According to Sannerstedt, at the start of the migration crisis in 2015, Sweden received 165,000 refugees in the period of few months, which was "very difficult to handle."
"When people think about migration they think that Sweden Democrats is the most trustworthy party when it comes to that. And that explains why people think they have best solutions in that particular area," Teorell suggested.
Sweden Facing Political Deadlock
Both experts argued that Sweden is now facing a political deadlock as well as the likely resignation of Prime Minister Stefan Lofven.
"It seems likely that the prime minister would resign … Then there will be negotiations between the parties, especially between the liberal conservatives and the SD … At the moment, there is no foreseeable agreement and somebody would have to give in sooner or later. But nobody has yet indicated any will to [do so]," Sannerstedt stressed.

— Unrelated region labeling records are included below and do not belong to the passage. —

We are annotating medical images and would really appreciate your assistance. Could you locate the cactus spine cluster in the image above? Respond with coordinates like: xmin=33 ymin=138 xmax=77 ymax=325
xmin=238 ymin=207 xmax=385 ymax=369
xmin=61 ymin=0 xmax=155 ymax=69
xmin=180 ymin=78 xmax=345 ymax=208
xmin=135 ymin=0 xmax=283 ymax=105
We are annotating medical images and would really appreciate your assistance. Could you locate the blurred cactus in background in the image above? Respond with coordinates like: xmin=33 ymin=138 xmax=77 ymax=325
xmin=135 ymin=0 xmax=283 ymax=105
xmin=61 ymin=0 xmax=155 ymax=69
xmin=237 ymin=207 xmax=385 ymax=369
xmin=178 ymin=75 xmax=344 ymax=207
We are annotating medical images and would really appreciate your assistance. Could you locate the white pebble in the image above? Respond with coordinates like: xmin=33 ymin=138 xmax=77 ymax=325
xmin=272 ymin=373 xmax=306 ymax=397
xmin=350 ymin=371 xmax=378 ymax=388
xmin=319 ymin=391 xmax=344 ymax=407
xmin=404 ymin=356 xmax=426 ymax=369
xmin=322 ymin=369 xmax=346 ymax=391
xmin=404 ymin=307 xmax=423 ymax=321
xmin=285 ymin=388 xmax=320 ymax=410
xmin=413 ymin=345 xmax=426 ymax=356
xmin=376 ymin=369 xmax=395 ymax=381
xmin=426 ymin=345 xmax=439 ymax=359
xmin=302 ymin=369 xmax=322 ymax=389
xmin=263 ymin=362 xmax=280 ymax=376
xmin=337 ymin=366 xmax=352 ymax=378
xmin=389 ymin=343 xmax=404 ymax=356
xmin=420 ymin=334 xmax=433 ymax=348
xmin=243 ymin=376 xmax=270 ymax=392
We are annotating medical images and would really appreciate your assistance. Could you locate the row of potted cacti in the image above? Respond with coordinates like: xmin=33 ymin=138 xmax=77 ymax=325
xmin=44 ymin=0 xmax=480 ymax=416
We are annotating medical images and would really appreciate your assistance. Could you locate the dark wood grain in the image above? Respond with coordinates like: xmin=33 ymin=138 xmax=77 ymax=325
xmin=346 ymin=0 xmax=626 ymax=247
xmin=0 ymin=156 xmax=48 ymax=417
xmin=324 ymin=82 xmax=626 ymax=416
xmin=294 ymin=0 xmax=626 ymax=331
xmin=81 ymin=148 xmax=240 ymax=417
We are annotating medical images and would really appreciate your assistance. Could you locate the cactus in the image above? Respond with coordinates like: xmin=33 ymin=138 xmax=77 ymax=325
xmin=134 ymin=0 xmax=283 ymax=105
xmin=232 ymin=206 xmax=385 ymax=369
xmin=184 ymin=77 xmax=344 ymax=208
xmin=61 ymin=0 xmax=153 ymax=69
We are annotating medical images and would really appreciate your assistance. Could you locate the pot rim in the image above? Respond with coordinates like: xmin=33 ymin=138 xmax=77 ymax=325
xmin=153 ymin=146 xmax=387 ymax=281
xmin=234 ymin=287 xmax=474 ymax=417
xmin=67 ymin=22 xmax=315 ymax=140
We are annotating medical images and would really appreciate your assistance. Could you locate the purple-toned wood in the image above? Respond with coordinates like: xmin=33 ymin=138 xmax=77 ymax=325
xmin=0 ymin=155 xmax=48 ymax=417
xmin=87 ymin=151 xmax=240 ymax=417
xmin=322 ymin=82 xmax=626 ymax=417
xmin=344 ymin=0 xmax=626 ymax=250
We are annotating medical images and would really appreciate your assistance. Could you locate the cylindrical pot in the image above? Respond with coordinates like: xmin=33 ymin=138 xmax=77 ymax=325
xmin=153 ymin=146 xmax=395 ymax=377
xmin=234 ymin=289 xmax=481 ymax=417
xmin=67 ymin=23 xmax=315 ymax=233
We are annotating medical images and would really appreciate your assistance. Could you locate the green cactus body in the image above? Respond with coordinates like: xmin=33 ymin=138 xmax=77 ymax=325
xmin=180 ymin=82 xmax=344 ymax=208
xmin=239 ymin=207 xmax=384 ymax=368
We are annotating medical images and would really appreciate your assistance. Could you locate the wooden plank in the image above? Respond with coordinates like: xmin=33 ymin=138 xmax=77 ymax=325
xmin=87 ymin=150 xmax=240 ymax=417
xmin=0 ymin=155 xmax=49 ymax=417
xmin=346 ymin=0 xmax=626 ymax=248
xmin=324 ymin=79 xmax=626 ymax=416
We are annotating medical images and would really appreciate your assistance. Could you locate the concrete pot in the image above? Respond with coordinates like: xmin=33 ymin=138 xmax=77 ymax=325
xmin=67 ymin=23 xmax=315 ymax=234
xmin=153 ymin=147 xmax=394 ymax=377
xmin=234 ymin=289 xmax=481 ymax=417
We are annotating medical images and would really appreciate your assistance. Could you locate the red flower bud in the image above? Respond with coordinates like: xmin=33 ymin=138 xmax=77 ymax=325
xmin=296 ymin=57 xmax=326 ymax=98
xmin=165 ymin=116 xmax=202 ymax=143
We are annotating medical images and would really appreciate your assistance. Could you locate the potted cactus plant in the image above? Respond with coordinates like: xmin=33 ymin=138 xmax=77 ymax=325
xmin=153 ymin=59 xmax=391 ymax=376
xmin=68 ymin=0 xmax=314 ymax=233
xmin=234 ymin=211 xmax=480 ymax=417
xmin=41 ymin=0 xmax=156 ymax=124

"What we see is a deadlock between social democratic forces and liberal conservative forces. And then we have the Sweden Democrats as a third force which makes the negotiations much more difficult," Sannerstedt underlined.
Commenting on the election results on Monday, Lofven, who is the head of the ruling coalition, refused calls to resign, inviting the opposition Alliance to talks. According to the prime minister, the elections marked "the end of bloc politics in Sweden."